Note: This section covers kgdb(1) as found in FreeBSD 5.3 and later. In previous versions, one must use gdb -k to read a core dump file.
Once a dump has been obtained, getting useful information out of the dump is
relatively easy for simple problems. Before launching into the internals of kgdb(1) to debug the
crash dump, locate the debug version of your kernel (normally called kernel.debug) and the path to the source files used to build your
kernel (normally /usr/obj/usr/src/sys/KERNCONF, where KERNCONF is the ident
specified in a kernel config(5)).

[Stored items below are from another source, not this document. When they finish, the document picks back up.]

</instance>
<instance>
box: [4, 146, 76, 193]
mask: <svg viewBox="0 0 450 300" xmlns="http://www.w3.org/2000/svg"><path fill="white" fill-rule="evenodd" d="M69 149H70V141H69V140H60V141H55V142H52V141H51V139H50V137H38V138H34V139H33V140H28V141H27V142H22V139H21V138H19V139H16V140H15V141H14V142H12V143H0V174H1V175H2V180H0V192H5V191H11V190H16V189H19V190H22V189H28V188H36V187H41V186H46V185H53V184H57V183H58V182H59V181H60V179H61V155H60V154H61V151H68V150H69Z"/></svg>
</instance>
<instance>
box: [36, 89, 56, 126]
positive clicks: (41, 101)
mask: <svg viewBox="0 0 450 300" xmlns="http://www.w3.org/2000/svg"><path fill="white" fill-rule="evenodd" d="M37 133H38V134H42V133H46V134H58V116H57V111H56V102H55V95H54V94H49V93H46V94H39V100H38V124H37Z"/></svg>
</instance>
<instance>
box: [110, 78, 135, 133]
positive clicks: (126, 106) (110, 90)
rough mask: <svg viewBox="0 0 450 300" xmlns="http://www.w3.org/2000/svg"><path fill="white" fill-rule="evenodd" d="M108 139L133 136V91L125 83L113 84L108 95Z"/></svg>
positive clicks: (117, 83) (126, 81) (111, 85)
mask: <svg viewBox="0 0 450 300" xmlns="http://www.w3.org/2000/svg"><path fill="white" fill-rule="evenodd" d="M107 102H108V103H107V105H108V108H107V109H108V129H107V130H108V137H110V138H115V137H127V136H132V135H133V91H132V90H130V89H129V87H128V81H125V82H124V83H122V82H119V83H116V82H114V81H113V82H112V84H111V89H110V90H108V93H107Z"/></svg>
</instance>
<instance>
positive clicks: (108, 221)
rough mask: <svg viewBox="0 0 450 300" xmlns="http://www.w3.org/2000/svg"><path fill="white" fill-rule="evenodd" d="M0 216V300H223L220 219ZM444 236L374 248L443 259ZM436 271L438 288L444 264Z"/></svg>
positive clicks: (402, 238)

With those
two pieces of info, let the debugging commence!
To enter into the debugger and begin getting information from the dump, the following steps are required at a minimum:
# cd /usr/obj/usr/src/sys/KERNCONF # kgdb kernel.debug /var/crash/vmcore.0
You can debug the crash dump using the kernel sources just like you can for any other program.
This first dump is from a 5.2-BETA kernel and the crash comes from deep within the kernel. The output below has been modified to include line numbers on the left. This first trace inspects the instruction pointer and obtains a back trace. The address that is used on line 41 for the list command is the instruction pointer and can be found on line 17. Most developers will request having at least this information sent to them if you are unable to debug the problem yourself. If, however, you do solve the problem, make sure that your patch winds its way into the source tree via a problem report, mailing lists, or by being able to commit it!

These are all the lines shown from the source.